The CG-DPO methodology offers scalable, annotation-free alignment for factual citation accuracy—especially relevant for low-resource or emerging legal systems. Its focus on citations rather than argumentation ensures targeted alignment without undesirable behavior drift. Domain adaptation for common law systems would require restructuring the graph to reference case law rather than statutes.

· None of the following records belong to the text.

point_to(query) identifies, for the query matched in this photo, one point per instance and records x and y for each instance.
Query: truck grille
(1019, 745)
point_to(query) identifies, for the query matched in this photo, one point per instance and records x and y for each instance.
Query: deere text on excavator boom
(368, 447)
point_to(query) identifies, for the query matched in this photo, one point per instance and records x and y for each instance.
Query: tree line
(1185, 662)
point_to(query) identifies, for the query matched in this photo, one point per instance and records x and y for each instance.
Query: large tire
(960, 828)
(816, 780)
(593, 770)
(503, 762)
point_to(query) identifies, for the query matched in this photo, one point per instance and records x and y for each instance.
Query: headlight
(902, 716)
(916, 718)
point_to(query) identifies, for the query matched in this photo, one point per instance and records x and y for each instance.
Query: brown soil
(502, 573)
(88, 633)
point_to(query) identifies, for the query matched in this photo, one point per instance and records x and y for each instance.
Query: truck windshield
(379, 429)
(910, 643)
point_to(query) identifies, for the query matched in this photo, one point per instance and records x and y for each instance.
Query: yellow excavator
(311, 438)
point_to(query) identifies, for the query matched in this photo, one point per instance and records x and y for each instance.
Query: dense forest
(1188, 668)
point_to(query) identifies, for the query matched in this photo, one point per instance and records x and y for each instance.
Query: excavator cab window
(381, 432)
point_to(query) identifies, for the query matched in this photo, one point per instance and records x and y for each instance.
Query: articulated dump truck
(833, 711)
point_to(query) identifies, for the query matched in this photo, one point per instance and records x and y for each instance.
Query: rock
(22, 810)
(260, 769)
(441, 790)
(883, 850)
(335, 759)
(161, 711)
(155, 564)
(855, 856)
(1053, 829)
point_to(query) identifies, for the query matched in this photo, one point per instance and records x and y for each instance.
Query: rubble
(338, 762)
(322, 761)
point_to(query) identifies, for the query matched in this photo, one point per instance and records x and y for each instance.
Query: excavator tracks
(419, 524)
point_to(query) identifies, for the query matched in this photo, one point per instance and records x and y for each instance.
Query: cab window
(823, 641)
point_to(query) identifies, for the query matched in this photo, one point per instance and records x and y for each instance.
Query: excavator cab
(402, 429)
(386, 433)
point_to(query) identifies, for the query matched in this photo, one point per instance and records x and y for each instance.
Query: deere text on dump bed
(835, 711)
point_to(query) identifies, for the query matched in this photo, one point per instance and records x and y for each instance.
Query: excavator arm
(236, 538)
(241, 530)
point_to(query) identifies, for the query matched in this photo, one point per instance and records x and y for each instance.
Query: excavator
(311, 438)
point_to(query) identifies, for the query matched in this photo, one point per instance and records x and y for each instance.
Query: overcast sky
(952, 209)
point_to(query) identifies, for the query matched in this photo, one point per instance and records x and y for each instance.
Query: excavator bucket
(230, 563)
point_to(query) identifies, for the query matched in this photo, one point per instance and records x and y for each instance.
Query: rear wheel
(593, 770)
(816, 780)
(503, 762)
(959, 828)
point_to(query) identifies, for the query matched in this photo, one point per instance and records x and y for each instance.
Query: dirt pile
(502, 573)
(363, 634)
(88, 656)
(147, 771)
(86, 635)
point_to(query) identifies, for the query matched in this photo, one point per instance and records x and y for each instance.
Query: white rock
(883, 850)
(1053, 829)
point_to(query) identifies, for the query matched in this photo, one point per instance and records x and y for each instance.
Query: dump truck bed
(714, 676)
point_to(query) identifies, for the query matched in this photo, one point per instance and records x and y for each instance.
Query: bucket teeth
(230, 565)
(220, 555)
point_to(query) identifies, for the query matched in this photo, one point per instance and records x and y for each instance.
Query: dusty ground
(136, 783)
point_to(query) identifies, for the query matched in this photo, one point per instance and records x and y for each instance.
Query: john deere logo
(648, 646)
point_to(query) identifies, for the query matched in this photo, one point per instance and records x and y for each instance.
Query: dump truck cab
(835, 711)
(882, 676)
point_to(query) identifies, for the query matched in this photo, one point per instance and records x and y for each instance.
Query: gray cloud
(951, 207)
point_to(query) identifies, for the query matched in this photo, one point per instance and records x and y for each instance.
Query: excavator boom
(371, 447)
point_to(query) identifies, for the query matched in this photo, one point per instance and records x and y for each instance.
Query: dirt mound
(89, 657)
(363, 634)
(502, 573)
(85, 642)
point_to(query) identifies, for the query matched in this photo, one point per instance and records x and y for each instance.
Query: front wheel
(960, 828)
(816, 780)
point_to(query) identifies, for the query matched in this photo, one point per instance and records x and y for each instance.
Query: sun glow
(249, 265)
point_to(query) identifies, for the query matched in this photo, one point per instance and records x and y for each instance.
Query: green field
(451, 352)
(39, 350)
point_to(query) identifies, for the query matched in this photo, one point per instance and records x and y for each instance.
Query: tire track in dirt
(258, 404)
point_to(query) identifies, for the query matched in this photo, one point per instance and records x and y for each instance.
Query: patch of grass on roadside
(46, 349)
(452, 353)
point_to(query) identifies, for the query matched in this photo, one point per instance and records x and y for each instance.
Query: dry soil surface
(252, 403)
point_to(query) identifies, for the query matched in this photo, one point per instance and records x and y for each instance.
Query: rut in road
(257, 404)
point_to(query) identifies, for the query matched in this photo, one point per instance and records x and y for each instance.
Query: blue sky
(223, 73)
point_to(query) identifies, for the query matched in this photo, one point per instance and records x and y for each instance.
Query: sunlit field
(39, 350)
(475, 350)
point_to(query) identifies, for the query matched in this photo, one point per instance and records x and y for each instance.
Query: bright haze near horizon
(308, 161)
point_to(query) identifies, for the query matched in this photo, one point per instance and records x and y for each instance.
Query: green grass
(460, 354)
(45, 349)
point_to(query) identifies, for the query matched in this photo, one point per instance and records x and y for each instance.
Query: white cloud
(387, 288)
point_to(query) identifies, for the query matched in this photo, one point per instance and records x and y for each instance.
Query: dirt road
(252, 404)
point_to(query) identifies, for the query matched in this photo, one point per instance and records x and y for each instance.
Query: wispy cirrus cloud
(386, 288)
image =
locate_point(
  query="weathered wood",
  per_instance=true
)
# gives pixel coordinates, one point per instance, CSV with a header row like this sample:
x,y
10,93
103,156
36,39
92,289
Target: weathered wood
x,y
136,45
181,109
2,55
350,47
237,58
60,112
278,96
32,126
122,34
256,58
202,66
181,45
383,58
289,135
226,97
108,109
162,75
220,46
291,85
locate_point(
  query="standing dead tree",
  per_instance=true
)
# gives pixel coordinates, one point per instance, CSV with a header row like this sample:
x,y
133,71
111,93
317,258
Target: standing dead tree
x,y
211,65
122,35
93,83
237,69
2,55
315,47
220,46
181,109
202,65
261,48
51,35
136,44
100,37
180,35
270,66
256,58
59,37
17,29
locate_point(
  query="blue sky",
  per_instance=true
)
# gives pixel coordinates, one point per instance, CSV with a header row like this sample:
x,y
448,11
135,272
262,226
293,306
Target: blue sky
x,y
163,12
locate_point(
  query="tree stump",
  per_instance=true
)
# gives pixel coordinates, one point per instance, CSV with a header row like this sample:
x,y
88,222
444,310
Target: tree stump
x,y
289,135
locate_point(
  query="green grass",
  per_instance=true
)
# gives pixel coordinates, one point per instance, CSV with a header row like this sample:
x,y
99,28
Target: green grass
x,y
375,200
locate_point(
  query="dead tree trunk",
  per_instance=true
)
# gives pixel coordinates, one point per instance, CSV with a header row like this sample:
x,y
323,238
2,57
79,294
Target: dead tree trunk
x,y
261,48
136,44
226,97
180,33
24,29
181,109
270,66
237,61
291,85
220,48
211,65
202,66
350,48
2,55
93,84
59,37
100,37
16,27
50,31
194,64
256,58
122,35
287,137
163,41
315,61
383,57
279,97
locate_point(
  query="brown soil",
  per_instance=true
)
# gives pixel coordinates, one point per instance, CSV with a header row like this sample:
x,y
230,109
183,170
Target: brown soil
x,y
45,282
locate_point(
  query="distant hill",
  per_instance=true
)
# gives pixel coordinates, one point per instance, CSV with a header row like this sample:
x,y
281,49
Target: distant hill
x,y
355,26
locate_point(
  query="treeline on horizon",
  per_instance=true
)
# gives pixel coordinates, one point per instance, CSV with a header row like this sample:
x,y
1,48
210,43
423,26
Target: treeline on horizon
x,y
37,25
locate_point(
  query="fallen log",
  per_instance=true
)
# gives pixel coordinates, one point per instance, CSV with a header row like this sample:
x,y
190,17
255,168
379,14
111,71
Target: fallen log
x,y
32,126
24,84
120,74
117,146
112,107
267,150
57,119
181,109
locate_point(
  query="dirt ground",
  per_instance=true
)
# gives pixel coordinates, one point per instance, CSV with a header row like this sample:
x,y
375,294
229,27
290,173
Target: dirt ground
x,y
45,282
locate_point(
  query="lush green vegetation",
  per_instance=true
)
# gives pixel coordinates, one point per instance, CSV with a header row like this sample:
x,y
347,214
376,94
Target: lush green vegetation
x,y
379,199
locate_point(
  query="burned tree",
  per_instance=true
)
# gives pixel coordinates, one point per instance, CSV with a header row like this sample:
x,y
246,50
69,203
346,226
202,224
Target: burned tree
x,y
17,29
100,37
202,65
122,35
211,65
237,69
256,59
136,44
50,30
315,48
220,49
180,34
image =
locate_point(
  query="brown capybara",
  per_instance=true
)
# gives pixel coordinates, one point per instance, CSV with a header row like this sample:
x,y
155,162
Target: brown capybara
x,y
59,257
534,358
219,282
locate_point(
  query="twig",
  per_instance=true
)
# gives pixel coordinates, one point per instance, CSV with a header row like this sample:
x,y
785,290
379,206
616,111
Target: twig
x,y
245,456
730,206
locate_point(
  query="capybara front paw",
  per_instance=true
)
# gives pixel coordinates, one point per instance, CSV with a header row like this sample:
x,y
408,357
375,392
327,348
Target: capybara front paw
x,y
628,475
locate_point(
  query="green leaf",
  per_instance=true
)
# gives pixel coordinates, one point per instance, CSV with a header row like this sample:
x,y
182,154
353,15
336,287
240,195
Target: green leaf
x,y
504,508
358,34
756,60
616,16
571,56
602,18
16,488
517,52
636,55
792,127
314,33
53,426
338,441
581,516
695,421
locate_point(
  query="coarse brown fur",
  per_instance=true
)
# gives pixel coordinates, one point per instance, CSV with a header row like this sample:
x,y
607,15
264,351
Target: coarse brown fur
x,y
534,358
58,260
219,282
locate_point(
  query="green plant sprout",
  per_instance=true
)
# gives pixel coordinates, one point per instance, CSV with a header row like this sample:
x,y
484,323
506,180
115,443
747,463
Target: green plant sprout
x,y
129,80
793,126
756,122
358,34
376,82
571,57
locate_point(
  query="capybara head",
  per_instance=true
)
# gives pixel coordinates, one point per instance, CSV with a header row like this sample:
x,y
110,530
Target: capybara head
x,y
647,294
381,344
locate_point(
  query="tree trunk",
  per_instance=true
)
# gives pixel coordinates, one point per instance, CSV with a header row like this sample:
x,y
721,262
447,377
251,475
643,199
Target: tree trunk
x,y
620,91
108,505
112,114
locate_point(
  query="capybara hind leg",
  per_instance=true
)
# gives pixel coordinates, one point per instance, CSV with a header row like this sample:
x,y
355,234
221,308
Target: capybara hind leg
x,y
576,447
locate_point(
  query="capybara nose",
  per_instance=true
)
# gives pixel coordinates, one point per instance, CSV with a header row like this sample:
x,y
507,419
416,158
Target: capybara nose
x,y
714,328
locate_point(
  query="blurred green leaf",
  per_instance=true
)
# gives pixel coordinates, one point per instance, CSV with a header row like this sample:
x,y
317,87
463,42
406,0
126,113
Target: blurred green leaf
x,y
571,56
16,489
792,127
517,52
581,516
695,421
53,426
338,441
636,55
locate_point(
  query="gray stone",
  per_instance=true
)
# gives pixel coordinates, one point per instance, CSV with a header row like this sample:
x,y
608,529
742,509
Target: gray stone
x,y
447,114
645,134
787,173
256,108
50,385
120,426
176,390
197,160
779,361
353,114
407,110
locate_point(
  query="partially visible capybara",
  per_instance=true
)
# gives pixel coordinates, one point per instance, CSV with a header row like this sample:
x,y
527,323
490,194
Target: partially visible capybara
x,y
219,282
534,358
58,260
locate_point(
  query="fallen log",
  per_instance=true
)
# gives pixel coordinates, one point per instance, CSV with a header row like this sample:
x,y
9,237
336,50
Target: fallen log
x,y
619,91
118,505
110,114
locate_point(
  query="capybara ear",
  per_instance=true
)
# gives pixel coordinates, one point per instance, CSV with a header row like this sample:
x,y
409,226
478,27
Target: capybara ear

Limitations include exclusive reliance on court decisions (limiting coverage), temporal validation restricted to statute existence (not versioning), and scope confined to Ukrainian codified law. End-to-end evaluation of hallucination reduction in open-ended LLM generation remains an avenue for further research, potentially requiring integration with SFT pre-training or alternative alignment protocols.
Conclusion
Citation grounding leverages large-scale legal citation graphs to provide an automated, scalable solution for detecting and reducing LLM citation hallucinations. The metric enables component-wise diagnosis and achieves high accuracy in empirical evaluations. CG-DPO aligns model outputs with real judicial practice without human annotators, achieving strong discrimination between correct and corrupted citations. The approach is generalizable to any legal system with sufficient structured citation corpora and is released as an open resource, facilitating further theoretical and practical advances in trustworthy legal AI (2606.00898).